Das Spiel von Aufnahme- und Abspielgeschwindigkeit ermöglicht nicht nur hier die facettenreichen Klangkonstrukte auf 'Gliss Riffer'. Das gesamte Album entstand in Eigenregie und wurde von Dan Deacon in mühevoller Kleinarbeit collagenartig zusammengefügt. Unaufgeregter Elektropop durchzieht 'Gliss Riffer' in der Gesamtheit und entfernt sich etwas vom Säkulum der bombastischen Live-Auftritte.

Eine Art 'back-to-the-roots' aus Sicht der Neo-Klassik versteckt sich auf 'Gliss Riffer' dann im zweiten des Albums. Insbesondere die beiden Closer 'Take It To The Max' und 'Steely Blues'- beide etwa siebeneinhalb Minuten lang - spiegeln Deacons Kompositionsleidenschaft wider. Hier lässt Dan Deacon seinen Songs genügend Raum für Entwicklung. Wie in einem klassischen Konzert steht der Künstler hier allerdings selbst in Position der sogenannten 'Solokadenz'; er stellt sein Können und sein Talent ähnlich eines Solo-Künstlers in einem Orchester zur Schau. Im Gegensatz zu den restlichen Songs auf der Platte, sind die Neo-Klassik-Ausreißer nachdenklicher und gemächlicher. Hier geht es nicht darum, einen exzessiven Beat mit Ohrwurm- und 'Abgeh'-Charakter in die Menge zu werfen, sondern sich bewusst mit den Elementarteilchen der Musik auseinanderzusetzen. Das ganze natürlich in alter Dan-Deacon-Manier auf elektronischer Basis. Synthie-Teppiche wabern in wirren Konstrukten dahin, kommen größtenteils 'a capella' aus und offenbaren ihre Strukturen erst beim zweiten Hören. 

So ist 'Gliss Riffer' kein Album für die Hintergrundbeschallung.
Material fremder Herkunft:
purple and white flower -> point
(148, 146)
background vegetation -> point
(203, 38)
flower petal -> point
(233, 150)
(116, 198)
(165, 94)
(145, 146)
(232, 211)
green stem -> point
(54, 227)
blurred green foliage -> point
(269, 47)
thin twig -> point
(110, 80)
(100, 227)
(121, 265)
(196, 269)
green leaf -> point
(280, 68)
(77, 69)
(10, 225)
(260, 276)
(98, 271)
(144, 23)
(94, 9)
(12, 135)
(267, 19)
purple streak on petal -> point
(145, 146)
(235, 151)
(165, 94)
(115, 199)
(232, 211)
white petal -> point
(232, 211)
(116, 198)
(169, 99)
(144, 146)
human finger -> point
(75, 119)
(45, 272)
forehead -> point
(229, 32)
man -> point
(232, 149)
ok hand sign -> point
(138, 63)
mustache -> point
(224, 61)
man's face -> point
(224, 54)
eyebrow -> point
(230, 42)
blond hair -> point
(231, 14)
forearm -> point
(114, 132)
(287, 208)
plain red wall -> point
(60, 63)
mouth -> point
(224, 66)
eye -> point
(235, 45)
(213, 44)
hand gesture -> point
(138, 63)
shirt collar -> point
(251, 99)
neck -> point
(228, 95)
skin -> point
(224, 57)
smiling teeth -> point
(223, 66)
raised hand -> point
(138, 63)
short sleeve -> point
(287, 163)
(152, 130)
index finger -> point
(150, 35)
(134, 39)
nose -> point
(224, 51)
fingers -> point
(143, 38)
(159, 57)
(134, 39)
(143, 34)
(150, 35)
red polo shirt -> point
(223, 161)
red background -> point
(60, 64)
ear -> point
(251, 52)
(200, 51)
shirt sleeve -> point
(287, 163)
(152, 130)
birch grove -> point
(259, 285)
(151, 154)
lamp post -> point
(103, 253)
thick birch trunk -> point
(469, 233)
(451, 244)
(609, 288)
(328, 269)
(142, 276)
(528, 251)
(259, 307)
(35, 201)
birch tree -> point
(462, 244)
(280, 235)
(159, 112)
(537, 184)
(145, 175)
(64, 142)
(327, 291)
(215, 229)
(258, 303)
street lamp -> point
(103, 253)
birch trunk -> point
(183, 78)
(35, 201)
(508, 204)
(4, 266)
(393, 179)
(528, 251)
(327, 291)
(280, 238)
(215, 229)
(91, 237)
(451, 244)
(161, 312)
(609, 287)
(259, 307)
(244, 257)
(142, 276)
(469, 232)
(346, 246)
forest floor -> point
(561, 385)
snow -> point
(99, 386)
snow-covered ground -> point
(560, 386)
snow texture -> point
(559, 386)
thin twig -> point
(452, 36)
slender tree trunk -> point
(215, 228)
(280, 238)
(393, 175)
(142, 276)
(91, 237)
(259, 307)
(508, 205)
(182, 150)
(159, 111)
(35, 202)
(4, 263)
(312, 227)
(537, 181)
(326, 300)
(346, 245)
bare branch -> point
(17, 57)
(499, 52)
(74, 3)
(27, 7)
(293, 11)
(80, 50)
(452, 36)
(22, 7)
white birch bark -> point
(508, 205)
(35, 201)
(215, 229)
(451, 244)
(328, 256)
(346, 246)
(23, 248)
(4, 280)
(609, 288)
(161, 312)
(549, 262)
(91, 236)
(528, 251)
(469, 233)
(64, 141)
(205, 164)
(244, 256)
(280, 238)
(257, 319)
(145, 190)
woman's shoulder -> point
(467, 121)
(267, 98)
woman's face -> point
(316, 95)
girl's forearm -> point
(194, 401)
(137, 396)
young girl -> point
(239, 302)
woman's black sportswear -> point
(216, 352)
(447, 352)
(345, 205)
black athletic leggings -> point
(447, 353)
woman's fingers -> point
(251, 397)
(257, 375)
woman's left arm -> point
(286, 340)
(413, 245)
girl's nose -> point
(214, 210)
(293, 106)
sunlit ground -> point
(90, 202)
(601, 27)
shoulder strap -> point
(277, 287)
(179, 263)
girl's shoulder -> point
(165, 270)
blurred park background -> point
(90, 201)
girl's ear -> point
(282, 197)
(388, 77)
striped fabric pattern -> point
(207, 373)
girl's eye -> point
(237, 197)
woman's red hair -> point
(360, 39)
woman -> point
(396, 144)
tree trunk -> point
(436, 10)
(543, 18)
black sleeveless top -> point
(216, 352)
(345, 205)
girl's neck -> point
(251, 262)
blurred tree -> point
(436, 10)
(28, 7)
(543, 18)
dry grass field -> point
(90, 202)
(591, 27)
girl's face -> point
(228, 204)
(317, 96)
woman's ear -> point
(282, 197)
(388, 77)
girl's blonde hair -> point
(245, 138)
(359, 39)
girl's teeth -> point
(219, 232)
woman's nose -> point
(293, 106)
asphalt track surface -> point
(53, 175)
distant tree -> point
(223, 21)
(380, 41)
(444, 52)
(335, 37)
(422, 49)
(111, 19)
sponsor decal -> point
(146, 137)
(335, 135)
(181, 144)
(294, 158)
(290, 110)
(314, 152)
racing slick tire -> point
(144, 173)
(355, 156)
Die sphärischen Klänge - insbesondere am Ende des Albums - fordern Ihre Zuhörer und möchten bei erster Betrachtung trotz ihres hohen kompositorischen Anspruchs nicht so recht in das Gesamtkonzept der Scheibe passen. Doch dieser Eindruck löst sich bei mehrmaligem Hören des Albums auf und die beiden Tracks bauen eine Brücke in Deacons Vergangenheit ohne dabei platt vergangene Alben zu rezitieren. 'Gliss Riffer' bildet somit einen Zyklus im musiktheoretischen Sinne des Dan Deacon, der sich 'con espressione' weiterentwickelt hat. 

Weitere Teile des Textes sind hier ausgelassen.